Home >  News >  June, 2011

Colonoscopy Tops Flexible Sigmoidoscopy for Colorectal Cancer Detection

Head-to-head comparison touts colonoscopy screening as the "gold standard."

Published: June 9, 2011

Colonoscopy is more effective than flexible sigmoidoscopy for the detection of colorectal cancer in elderly patients, according to researchers at the Mayo Clinic in Florida.

Medicare records of more than 25,500 patients 67 years or older in whom colorectal cancer was detected 6 to 36 months after lower endoscopy screenings revealed that left-sided cancer was 4 times more likely to be missed in patients who underwent sigmoidoscopy.

Yize Richard Wang, MD, PhD, a GI fellow at the Mayo Clinic and the study's lead author, admits he couldn't pinpoint exactly why sigmoidoscopies failed to identify cancer as reliably as colonoscopies did, but suggests the lower detection rates could be related to differences in bowel preparation and patient sedation as well as limited views of the colon obtained during sigmoidoscopies.

Although Dr. Wang says colonoscopy is a more expensive option, difficult for patients to prep for and results in post-procedure discomfort, he calls the popular screening method the "gold standard" for detecting or preventing colorectal cancer and advises older patients to opt for it over sigmoidoscopy.

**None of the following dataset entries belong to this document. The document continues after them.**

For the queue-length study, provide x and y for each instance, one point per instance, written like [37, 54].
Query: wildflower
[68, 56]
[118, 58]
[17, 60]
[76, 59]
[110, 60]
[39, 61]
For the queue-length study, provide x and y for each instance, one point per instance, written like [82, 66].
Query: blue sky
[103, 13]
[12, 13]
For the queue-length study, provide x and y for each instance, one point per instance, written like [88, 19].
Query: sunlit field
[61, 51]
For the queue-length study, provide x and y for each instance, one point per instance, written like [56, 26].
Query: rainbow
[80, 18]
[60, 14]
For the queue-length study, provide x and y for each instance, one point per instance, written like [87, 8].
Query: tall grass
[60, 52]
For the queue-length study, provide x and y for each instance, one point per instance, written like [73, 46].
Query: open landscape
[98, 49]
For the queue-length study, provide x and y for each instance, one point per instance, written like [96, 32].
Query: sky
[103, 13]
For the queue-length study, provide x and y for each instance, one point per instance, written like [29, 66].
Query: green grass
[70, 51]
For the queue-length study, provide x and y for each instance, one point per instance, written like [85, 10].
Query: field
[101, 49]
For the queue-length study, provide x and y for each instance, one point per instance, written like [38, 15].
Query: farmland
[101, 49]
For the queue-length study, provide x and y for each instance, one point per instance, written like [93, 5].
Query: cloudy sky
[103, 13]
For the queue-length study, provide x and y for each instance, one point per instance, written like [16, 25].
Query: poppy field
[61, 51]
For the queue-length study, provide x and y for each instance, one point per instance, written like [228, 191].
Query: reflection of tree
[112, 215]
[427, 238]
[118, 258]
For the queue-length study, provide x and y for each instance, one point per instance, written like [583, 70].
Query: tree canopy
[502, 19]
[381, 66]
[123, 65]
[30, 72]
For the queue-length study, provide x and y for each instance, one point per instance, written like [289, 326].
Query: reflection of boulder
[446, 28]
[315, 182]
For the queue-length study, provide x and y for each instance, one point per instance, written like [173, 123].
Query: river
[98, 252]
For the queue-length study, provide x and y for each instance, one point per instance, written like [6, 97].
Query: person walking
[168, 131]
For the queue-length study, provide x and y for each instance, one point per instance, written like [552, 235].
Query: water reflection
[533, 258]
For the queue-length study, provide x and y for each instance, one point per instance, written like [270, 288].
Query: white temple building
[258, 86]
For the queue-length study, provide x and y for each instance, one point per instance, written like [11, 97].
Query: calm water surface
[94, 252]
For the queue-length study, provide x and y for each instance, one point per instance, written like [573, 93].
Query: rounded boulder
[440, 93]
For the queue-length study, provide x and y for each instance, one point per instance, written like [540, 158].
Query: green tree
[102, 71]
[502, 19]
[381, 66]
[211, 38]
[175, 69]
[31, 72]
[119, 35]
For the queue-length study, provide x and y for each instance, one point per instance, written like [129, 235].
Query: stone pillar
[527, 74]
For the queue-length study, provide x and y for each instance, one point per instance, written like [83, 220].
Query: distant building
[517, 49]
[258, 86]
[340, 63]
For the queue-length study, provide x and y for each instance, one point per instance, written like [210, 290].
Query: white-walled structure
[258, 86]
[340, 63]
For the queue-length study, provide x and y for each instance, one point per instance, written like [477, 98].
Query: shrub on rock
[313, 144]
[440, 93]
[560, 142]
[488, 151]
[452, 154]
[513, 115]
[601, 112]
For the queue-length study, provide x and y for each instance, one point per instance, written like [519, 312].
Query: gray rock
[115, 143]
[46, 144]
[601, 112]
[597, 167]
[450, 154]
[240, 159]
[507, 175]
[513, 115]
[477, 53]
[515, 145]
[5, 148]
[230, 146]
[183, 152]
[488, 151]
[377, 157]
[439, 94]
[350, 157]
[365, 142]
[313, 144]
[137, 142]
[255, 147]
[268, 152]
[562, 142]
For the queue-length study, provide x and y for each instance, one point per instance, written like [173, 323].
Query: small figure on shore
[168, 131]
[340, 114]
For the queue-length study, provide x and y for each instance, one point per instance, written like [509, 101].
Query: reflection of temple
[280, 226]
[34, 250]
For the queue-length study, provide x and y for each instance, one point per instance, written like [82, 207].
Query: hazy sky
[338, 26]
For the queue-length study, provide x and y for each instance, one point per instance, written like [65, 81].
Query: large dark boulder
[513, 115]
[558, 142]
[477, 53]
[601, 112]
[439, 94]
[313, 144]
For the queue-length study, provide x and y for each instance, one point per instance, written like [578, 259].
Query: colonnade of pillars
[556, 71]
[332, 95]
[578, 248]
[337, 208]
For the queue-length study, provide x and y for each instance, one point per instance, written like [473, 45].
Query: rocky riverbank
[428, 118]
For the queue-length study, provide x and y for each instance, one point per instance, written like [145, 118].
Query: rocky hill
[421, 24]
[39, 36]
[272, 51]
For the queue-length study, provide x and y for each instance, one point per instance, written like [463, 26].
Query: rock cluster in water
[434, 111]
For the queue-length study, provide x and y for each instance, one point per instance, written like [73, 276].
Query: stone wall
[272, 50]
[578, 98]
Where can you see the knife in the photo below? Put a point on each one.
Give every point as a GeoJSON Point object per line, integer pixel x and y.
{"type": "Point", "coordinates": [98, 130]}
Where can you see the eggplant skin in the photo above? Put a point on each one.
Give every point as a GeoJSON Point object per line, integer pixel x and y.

That doesn't mean sigmoidoscopy is headed toward obsolescence. Thomas Semrad, MD, assistant professor of internal medicine at the University of California Davis Medical Center in Sacramento, says the test is easier to perform and less burdensome for patients, making it an appropriate choice in certain circumstances, notably for individuals who would avoid colorectal screening altogether over fears of prepping for and undergoing colonoscopy.

"Ultimately," points out Dr. Semrad, "the right test will be different for different patients and different health systems."